The declining popularity of the whigs led to no abatement in the fury of the ‘Observator's’ blows. In the autumn of 1683 L'Estrange defended the government's attitude to the Rye House plot in ‘Considerations upon a printed sheet entitled the Speech of the late Lord Russell to the Sheriffs, together with the Paper delivered by him to them at the Place of Execution on July the 21st, 1683,’ London, 4to (cf. Hist. MSS. Comm. 7th Rep. p. 365 b). On 24 Feb. 1683–4 Titus Oates petitioned the privy council to prevent L'Estrange from continuing his attacks on him in his periodical. But Oates was now to be finally discredited. On 20 June 1684 informations involving him in serious offences were laid before L'Estrange (Luttrell, i. 311), and next year he was convicted of perjury, largely owing to L'Estrange's activity. On 30 Jan. 1684–5, L'Estrange wrote to a friend, the Countess of Yarmouth: ‘The press of Oates's business lying wholly upon my hand takes up every moment of my time in some respect or other, what with attendances and informations’ (Hist. MSS. Comm. 7th Rep. p. 534).
On the death, in January 1685, of William Jenkyn [q. v.], the dissenting minister, in Newgate, L'Estrange replied in the ‘Observator’ (29–31 Jan.) to expressions of popular sympathy with the old man's sufferings, by denouncing him as a blasphemous impostor who had received a righteous punishment. He vowed to wage war on all mock saints and martyrs, whether dead or alive. The savagery of his polemics was approved by the clergy, who believed in his reiterated cry of the ‘church in danger,’ and according to Burnet he received frequent gifts of money from them or their patrons. The ‘minor clergy’ at this period is said to have thronged Sam's coffee-house in order to listen to L'Estrange, who sat among them ‘prating’ to them ‘like a grave doctor’ (State Poems, ii. 182). But some sober-minded critics still believed that his action was prompted by his leanings to Rome. A ‘new ballad with the definition of the word Tory’ (1682) called him ‘The English Bellarmine,’ and on 7 May 1685, when the whigs had been temporarily routed, Evelyn wrote of his policy in the ‘Observator:’ ‘Under pretence to serve the church of England he gave suspicion of gratifying another party by several passages which rather kept up animosities than appeased them, especially now that nobody gave the least occasion’ (Diary, ii. 463). In ‘The Observator Defended’ (1685) L'Estrange appealed to his diocesan, Henry Compton, bishop of London, to protect him from such calumny (cf.
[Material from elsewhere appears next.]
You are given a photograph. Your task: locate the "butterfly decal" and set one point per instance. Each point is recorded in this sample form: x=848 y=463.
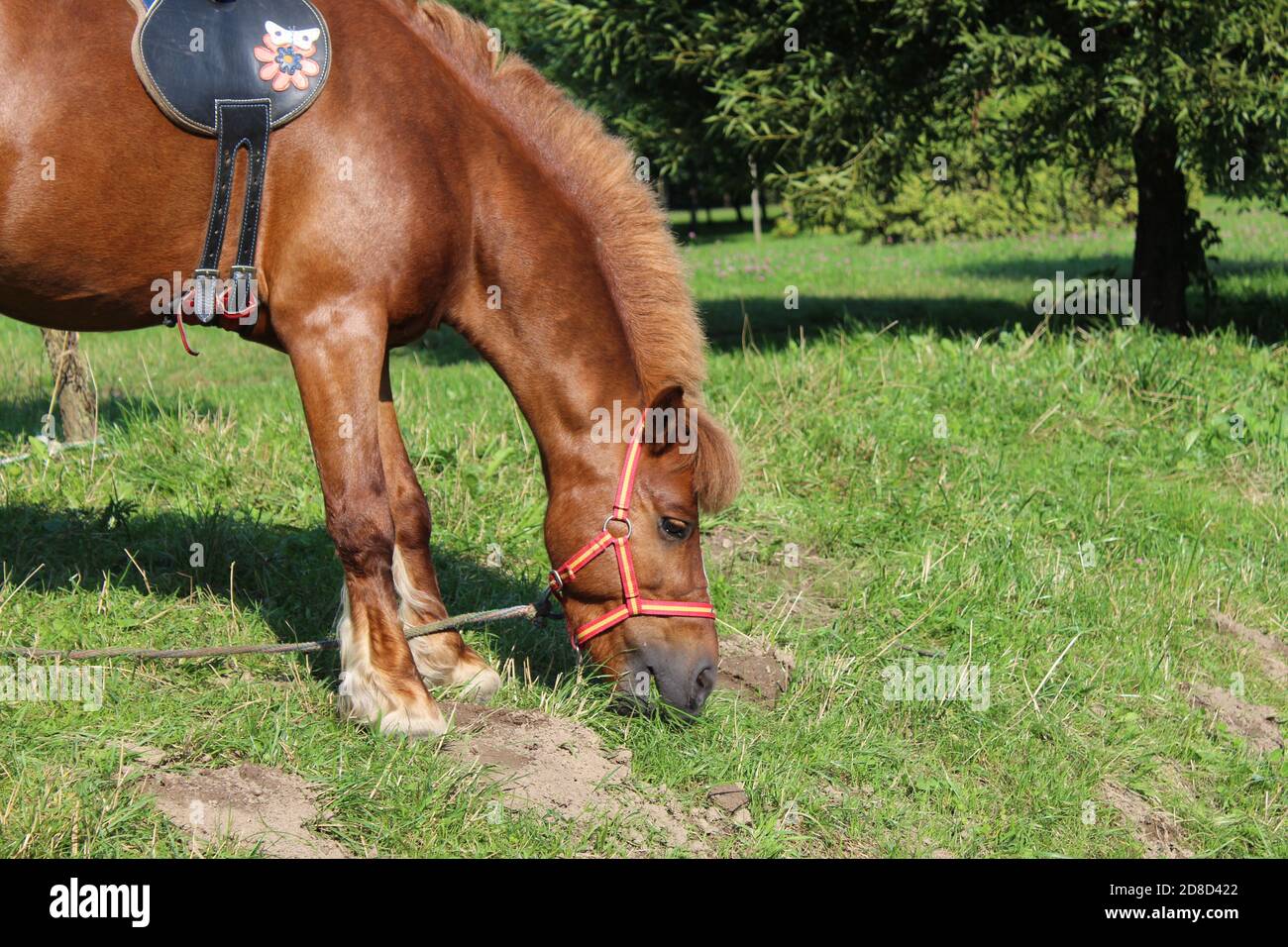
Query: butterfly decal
x=304 y=40
x=286 y=56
Ranke, Hist. iv. 267–8).
James II generously acknowledged L'Estrange's services. On 16 March 1684–5 he was elected M.P. for Winchester, and Bishop Ken stated in a private letter that the election was in accordance with the king's wish (Hist. MSS. Comm. 11th Rep. pt. v. p. 123). On 30 April 1685 L'Estrange was knighted (Luttrell, i. 340). On 21 May a warrant was issued directing him to enforce strictly the regulations concerning treasonable and seditious and scandalous publications (Hist. MSS. Comm. 7th Rep. p. 409 a), and rumour reported that he was to be made a peer (ib. p. 499 b). In June 1686 he was sent by the king to Scotland, and lodged at Holyrood, to aid by his pen in the attempt to force on the Scottish parliament a repeal of the Test Acts. But L'Estrange was no friend to the principles of toleration involved in the Declaration of Indulgence of 1687. In the latest series of his ‘Observator’ (iii. 47) he was still arguing that liberty of conscience was ‘a paradox against Law, Reason, Nature, and Religion,’ and the divergence between his views and those of the government led to a cessation of his periodical in March 1687. It was reported that he received an order from the government prohibiting its further publication (Luttrell, i. 392–6). A vigorous satire in verse called ‘The Observator’ ridiculed L'Estrange's awkward position (State Poems, ii. 180–3). But L'Estrange found a congenial task in supporting the king's claim to the dispensing power, and set forth his opinions on that subject in an ‘Answer to a Letter to a Dissenter upon occasion of His Majesty's late gracious Declaration of Indulgence,’ 1687; the ‘Letter’ Macaulay assigns to Halifax. In 1688 L'Estrange received a grant of 112l. from the king in consideration of his services (Secret Services, Camd. Soc., p. 206).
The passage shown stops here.